PostgreSQL 9.6 Performance – Partition Constraint Not Used for Joins by Timestamp

partitioningperformancepostgresqlpostgresql-9.6query-performance

I have a partitioned table structure like:

CREATE TABLE measurements (
    sensor_id bigint,
    tx timestamp,
    measurement int
);

CREATE TABLE measurements_201201(
    CHECK (tx >= '2012-01-01 00:00:00'::timestamp without time zone 
       AND tx < ('2012-01-01 00:00:00'::timestamp without time zone + '1 mon'::interval))    
)INHERITS (measurements);
CREATE INDEX ON measurements_201201(sensor_id);
CREATE INDEX ON measurements_201201(tx);
CREATE INDEX ON measurements_201201(sensor_id, tx);
....

And so on. Each table has approximately 20M rows.

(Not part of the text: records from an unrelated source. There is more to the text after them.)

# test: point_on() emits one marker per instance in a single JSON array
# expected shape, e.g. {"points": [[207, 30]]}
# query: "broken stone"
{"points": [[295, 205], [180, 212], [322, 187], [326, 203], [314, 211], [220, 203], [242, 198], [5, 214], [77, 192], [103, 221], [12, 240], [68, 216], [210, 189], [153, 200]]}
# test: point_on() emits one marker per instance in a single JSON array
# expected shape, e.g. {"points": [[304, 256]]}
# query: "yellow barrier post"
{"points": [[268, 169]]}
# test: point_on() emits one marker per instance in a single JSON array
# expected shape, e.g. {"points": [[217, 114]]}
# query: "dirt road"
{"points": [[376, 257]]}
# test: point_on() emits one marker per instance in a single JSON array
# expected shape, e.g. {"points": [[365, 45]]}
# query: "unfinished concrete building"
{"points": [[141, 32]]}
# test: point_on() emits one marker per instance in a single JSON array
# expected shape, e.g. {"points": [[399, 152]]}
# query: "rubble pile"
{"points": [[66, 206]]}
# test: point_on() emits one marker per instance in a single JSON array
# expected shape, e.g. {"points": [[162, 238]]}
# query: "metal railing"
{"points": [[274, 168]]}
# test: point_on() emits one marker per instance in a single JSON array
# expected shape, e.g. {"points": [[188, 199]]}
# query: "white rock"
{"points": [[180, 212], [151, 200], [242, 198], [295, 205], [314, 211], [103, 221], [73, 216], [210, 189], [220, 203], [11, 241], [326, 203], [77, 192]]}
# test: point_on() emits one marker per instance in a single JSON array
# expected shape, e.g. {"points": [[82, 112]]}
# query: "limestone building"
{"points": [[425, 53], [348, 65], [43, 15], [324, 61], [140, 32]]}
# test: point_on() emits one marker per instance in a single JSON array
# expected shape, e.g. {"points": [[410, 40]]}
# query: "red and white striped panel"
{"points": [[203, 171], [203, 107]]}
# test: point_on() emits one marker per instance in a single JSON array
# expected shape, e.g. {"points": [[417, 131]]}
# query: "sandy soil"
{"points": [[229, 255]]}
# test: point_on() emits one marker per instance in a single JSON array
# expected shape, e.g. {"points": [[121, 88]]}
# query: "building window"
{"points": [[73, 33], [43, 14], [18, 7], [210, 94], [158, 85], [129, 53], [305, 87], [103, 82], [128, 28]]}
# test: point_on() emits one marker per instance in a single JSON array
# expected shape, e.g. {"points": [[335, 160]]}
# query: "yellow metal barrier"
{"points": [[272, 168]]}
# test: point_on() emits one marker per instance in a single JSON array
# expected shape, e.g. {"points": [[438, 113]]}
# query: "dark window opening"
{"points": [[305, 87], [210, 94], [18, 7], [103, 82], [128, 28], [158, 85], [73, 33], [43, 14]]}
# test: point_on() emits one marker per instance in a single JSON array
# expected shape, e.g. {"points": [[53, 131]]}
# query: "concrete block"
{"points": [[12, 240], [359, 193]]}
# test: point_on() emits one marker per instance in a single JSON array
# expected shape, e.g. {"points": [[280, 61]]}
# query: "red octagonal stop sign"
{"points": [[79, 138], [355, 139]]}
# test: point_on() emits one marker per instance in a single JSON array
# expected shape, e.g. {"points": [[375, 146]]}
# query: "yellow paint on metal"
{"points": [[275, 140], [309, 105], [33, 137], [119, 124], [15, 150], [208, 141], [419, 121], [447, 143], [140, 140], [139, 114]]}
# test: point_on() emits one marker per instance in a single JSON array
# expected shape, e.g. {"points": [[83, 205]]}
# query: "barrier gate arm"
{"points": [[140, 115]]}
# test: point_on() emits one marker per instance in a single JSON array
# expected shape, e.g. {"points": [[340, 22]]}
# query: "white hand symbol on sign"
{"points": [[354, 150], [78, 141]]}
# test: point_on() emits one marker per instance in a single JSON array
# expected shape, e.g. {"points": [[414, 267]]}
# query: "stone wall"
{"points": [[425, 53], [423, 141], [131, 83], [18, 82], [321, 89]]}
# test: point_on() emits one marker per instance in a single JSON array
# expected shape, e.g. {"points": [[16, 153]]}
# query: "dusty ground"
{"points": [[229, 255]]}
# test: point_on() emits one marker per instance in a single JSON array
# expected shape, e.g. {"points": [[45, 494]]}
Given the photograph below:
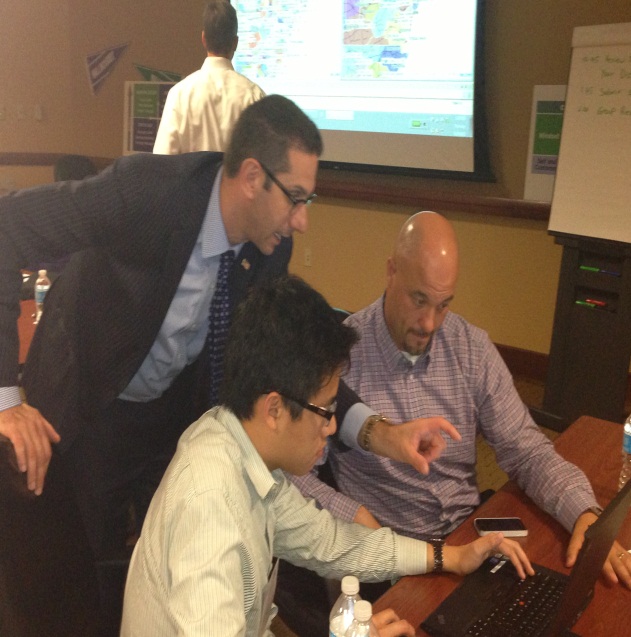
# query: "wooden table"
{"points": [[594, 445], [26, 328]]}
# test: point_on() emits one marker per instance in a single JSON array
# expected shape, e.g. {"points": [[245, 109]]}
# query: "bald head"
{"points": [[422, 275], [429, 239]]}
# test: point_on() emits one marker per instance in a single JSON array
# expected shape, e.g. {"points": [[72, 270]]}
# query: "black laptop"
{"points": [[494, 601]]}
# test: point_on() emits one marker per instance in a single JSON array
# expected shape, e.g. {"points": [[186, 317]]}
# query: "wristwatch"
{"points": [[366, 430], [438, 554]]}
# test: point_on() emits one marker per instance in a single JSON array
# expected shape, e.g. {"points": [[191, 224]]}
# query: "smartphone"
{"points": [[510, 527]]}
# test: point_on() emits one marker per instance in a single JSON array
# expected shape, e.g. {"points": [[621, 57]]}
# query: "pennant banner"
{"points": [[101, 64], [156, 75]]}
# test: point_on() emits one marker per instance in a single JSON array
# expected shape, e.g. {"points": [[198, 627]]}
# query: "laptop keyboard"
{"points": [[525, 609]]}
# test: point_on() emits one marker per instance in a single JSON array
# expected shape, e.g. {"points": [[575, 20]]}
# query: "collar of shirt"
{"points": [[392, 355], [216, 62], [263, 480], [213, 237]]}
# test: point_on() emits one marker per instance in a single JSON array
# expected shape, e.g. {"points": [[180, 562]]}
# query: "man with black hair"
{"points": [[111, 370], [203, 564], [201, 110]]}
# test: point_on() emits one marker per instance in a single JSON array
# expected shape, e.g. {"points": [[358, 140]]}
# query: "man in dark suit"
{"points": [[111, 372]]}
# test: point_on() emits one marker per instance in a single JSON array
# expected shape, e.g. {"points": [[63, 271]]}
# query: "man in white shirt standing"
{"points": [[201, 110]]}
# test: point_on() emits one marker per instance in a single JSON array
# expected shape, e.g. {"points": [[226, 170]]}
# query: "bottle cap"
{"points": [[350, 585], [363, 611]]}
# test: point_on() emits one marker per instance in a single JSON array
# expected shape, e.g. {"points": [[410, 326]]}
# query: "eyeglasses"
{"points": [[295, 201], [321, 411]]}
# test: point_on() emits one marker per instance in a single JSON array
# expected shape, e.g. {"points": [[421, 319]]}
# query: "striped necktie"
{"points": [[218, 324]]}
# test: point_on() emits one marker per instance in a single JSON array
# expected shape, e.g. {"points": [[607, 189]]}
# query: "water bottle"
{"points": [[343, 611], [362, 625], [42, 285], [625, 472]]}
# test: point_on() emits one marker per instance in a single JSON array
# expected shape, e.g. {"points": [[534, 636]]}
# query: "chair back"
{"points": [[48, 583]]}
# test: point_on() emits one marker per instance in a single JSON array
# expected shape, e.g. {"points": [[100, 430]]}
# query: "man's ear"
{"points": [[272, 409], [251, 177], [391, 268]]}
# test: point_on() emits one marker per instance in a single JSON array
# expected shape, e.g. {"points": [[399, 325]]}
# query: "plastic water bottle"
{"points": [[42, 285], [362, 625], [343, 611], [625, 472]]}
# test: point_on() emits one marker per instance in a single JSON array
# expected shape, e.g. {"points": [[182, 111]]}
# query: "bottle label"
{"points": [[40, 293]]}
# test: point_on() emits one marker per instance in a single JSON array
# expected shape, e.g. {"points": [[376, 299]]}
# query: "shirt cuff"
{"points": [[411, 556], [355, 417], [9, 397]]}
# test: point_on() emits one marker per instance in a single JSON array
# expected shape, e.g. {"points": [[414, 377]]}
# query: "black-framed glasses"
{"points": [[295, 201], [321, 411]]}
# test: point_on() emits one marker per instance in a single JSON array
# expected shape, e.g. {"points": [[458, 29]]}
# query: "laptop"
{"points": [[494, 601]]}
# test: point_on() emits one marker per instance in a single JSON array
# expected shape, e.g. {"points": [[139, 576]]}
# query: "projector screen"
{"points": [[392, 84]]}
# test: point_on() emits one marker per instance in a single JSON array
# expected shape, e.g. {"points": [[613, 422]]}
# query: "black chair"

If I query for a sample of sensors and a sample of timestamps in the WHERE clause, the query plan shows the correct tables being selected and indexes being usedm e.g.:

SELECT *
FROM measurements
INNER JOIN sensors TABLESAMPLE BERNOULLI (0.01) USING (sensor_id)
WHERE tx BETWEEN '2015-01-04 05:00' AND '2015-01-04 06:00' 
    OR tx BETWEEN '2015-02-04 05:00' AND '2015-02-04 06:00' 
    OR tx BETWEEN '2014-03-05 05:00' AND '2014-04-07 06:00' ;

However, if I use a CTE, or put the timestamp values into a table (not shown, even with indexes on the temporary table).

WITH sensor_sample AS(
    SELECT sensor_id, start_ts, end_ts
    FROM sensors TABLESAMPLE BERNOULLI (0.01)
    CROSS JOIN (VALUES (TIMESTAMP '2015-01-04 05:00', TIMESTAMP '2015-01-04 06:00'),
        (TIMESTAMP '2015-02-04 05:00', TIMESTAMP '2015-02-04 06:00'),
        (TIMESTAMP  '2014-03-05 05:00', '2014-04-07 06:00') ) tstamps(start_ts, end_ts)
)

Something like the below

SET constraint_exclusion = on;
SELECT * FROM measurements
INNER JOIN sensor_sample USING (sensor_id)
WHERE tx BETWEEN start_ts AND end_ts

Performs an index scan on every table. Which is still relatively fast, but with increasing complexity of queries, this can turn into seq scans which will end up being very slow for retrieving ~40K rows from a limited subset of partitioned tables (4-5 of 50).

I'm concerned that something like this is the problem.

For non-trivial expressions you have to repeat the more or less verbatim condition in queries to make the Postgres query planner understand it can rely on the CHECK constraint. Even if it seems redundant!

How can I improve partitioning and query structure to reduce the likelihood of running seq scans on all my data?

Best Answer

Constraint-based exclusion [CBE] is performed on early stage of query planning, just after the query is parsed, mapped to actual relations and rewritten. (internals, Planner/Optimizer stage)

The planner cannot assume any contents of "sensor_sample" table.

So unless you have values hardcoded in the query, the planner will not exclude "partitions".

I guess what happens with the CTE variant... the planner is restricted because you use TABLESAMPLE and the whole subquery may be treated as volatile even if literals in the subquery are static. (that's just my guess, I'm not expert on planner code)

On the bright side, the index scan with negative result is blazingly fast. (single page scan at most!) so unless you have over 10000 partitions, I would not bother.

So, to answer your question directly:

  • You cannot improve this data structure much more.

  • Regardin index scans - they are cheap;

  • Regarding sequential scans - they are avoided when possible, as you see on your own examples.